Aperiodically Intermittent Event-Based Fixed-Time Consensus Tracking and Its Applications

In this paper, an aperiodically intermittent event-based control strategy is developed to investigate the practical fixed-time consensus (FTC) tracking problem of nonlinear multi-agent systems (MASs). Different from the traditional event-based scheme, we incorporate the event-based scheme into the intermittent control mechanism, and the aperiodically intermittent event-based mechanism is developed, which can significantly save resources, particularly in terms of reducing the energy consumption of communication. Additionally, our proposed mechanism enables practical intermittent event-based FTC tracking for a directed graph, while eliminating the dependence on initial states for convergence time estimation. Moreover, the measurement error and intermittent event-based controller are constructed based on the hyperbolic tangent function, then the non-differentiable problem and Zeno behavior can be avoided. Furthermore, an improved triggering mechanism of the event-based scheme is designed to avoid continuous monitoring in control intervals. Hence, resource consumption can be further reduced. Finally, the multiple ground vehicles and Chua's circuit are considered in simulation examples to verify the effectiveness of theoretical results.
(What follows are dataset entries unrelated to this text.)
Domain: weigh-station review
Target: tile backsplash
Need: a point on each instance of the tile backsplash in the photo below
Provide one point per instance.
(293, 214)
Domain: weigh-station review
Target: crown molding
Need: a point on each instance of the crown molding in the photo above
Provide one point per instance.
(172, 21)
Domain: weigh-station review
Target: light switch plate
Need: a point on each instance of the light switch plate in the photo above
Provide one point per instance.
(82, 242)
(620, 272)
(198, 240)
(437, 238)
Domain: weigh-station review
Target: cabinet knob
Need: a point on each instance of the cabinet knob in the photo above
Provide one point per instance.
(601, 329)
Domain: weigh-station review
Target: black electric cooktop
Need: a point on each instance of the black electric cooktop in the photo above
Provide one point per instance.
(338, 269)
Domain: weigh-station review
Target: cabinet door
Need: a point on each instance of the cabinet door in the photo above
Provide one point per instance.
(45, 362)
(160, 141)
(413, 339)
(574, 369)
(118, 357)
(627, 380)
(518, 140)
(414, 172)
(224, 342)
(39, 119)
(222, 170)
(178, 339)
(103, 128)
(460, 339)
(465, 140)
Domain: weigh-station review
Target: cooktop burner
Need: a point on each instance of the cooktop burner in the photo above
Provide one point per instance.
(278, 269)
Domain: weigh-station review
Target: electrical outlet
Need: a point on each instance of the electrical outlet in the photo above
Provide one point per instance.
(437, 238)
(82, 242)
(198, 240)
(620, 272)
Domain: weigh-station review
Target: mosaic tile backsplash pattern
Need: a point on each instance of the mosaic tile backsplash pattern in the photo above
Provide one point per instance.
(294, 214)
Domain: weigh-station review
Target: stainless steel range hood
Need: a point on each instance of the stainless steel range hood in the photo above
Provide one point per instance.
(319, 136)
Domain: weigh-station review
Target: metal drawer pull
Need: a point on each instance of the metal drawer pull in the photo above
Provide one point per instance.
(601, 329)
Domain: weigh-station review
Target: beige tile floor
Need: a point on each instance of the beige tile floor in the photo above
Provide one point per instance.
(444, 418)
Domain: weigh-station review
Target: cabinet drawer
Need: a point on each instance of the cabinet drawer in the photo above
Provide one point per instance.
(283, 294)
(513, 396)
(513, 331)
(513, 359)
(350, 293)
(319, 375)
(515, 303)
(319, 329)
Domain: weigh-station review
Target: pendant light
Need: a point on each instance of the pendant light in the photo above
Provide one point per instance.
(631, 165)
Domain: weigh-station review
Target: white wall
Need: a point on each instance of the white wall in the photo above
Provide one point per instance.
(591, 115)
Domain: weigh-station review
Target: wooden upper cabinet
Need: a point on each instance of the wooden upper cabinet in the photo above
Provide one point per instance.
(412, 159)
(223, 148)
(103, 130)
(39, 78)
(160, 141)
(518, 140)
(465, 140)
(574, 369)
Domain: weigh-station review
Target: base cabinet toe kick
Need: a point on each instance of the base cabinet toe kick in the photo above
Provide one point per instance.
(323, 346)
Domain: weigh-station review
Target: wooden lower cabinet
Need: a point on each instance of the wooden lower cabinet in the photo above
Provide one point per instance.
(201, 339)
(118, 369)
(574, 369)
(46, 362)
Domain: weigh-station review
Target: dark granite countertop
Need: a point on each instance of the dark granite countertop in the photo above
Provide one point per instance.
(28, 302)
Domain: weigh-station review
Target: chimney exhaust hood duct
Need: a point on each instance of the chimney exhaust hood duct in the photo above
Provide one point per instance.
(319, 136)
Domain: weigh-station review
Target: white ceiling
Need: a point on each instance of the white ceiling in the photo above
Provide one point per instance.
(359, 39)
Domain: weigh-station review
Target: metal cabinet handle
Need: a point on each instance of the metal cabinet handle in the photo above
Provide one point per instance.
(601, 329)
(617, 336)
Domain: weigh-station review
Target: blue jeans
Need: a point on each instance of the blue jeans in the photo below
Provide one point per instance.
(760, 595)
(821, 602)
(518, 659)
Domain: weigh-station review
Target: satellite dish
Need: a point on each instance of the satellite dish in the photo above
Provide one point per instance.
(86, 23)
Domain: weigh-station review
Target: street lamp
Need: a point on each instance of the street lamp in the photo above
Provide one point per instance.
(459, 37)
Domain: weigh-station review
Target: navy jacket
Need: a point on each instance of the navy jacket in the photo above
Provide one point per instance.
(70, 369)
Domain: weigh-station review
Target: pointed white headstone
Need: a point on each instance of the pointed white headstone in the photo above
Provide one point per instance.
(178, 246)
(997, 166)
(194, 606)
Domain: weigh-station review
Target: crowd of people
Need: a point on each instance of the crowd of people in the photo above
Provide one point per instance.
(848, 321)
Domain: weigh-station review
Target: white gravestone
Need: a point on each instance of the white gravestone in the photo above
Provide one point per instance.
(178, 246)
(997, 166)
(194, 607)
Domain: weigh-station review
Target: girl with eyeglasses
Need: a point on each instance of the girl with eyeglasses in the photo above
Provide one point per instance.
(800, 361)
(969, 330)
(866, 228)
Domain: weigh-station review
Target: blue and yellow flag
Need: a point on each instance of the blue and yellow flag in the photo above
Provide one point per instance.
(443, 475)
Note to Practitioners - This paper addresses the FTC tracking problem of MASs via intermittent event-based control for a directed graph, which can be applied to multiple ground vehicles and Chua's circuit system. Unlike the asymptotic and finite-time stability results, the upper bound of the convergence time can be estimated, which is unrelated to the initial states and can better satisfy the application requirements. Considering the limitation of communication bandwidth and saving resources, we take the event-based scheme into the intermittent control mechanism, and a new aperiodic intermittent event-based controller is designed under the fixed-time convergence. Contrary to the traditional fixed-time control strategies via intermittent control or event-based control, the proposed algorithms in this study can effectively reduce the update frequency of the controller and significantly save energy under intermittent monitoring, which is more friendly for control engineers. The feasibility of the obtained results is demonstrated by examples of multiple ground vehicles and Chua's circuit. Potential applications of the proposed control algorithms include smart grid, cooperative search and exploration.